Fourthly, they were also self-contained, self-sufficient, multifarious and multifaceted. They wrote, played, composed, sang, arranged, orchestrated and reordered their products among themselves. Those who didn’t possess these five or six tracks of in-house operative excellence would rather go elsewhere. Consequently, Frank Sinatra, Nat King Cole, Dean Martin et al had to branch out into films, hit Las Vegas nightclubs. Those no more good in producing Studio Rock and Top Ten hits had to be out on their roadshows, touring. The Beatles were at last exhausted by louder and more riotous Beatlemaniac and phobic fans on their worldwide shows, and retired to the studio for more enhanced concepts into arrangements with intricate ensembles, daring use of recording techniques with more varied and un-Rocklike instrumentation with unique “confessional”, confrontational, personal and expressive verses for their songs in place of the old boy-girl nonsense. Consequently, the Beatles’ “Things We Said Today” was a “Bhote song” to Choden Tsering Bhutia while we promptly labelled Frank Sinatra’s “Strangers In The Night” as a homosexual song of nocturnal “cruising”.

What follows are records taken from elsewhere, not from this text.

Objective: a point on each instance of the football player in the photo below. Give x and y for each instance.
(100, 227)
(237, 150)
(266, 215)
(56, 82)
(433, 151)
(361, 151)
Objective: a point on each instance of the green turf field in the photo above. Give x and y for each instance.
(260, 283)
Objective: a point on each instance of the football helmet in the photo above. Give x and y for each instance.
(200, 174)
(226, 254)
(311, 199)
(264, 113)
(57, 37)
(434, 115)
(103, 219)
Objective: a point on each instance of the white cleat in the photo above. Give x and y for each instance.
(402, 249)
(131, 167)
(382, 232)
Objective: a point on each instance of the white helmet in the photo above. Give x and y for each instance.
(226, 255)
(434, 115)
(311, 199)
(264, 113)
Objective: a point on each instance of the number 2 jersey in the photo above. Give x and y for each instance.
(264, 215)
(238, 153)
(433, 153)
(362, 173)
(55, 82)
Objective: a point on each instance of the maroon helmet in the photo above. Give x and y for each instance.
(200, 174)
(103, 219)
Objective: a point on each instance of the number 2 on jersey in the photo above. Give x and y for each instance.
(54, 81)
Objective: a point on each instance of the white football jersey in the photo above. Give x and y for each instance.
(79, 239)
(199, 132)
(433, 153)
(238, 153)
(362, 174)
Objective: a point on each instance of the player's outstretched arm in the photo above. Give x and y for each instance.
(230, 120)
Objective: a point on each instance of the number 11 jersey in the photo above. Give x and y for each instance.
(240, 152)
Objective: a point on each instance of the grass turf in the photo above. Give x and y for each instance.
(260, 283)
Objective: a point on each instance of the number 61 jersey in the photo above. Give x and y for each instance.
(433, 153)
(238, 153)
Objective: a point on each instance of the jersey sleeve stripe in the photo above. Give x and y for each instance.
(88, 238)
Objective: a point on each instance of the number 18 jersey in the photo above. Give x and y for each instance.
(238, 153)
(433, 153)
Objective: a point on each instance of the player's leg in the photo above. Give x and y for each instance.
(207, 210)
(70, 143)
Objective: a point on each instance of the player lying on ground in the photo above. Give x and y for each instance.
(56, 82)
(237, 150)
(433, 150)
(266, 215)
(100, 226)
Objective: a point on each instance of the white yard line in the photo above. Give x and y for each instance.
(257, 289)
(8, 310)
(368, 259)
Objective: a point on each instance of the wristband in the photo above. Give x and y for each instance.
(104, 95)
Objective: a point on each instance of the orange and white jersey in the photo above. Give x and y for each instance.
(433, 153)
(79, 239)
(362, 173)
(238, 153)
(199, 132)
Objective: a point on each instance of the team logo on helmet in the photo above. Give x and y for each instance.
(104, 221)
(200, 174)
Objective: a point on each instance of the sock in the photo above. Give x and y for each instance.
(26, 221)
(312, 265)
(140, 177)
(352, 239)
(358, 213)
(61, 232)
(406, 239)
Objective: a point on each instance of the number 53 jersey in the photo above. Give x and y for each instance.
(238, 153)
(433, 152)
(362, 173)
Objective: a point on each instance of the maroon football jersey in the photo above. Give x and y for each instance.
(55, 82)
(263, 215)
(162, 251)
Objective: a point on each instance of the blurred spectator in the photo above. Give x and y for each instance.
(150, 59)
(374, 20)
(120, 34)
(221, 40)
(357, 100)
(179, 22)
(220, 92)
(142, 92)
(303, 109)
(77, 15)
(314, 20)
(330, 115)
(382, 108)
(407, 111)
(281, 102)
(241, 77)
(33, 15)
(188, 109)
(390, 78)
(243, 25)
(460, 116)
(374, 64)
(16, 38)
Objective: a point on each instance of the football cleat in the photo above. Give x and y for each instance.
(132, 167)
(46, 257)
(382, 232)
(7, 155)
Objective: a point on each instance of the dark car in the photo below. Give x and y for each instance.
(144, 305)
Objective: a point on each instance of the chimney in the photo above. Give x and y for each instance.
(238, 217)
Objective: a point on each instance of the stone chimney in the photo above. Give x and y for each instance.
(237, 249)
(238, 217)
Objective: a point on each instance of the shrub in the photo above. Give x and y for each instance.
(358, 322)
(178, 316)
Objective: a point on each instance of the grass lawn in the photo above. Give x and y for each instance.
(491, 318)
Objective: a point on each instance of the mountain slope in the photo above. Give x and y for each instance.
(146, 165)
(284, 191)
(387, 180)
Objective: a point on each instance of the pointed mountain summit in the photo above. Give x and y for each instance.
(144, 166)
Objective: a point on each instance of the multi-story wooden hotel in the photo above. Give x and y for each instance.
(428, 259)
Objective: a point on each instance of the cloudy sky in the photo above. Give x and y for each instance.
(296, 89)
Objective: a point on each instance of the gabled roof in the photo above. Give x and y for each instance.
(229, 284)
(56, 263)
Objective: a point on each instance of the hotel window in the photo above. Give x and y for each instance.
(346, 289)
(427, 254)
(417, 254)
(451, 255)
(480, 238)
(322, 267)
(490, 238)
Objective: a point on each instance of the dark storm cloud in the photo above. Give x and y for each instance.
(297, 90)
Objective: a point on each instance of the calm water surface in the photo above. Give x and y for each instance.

These discoveries and developments were overwhelming. But only today, 40 years after the “passing fads” that burst in the 60s in Britain and the USA, I’m able to be prosaic in retrospection as a reminiscent critic. Back then, it was the miasma and the mysticism of the movement that confused The Hillians and me, and we responded to what were happening all around us by playing the kinds of music that were blowing in the high winds of the lonely and lofty Darjeeling.
Yes, it was then another drastic dichotomy hit me. It was the name and music of one Robert Zimmerman, known today as Bob Dylan. His muse and moods brought another dimension and dispensation into the New Music that indeed began “Blowin’ In The Wind” all around the world.
Indeed, “The times [were] a-changin’”!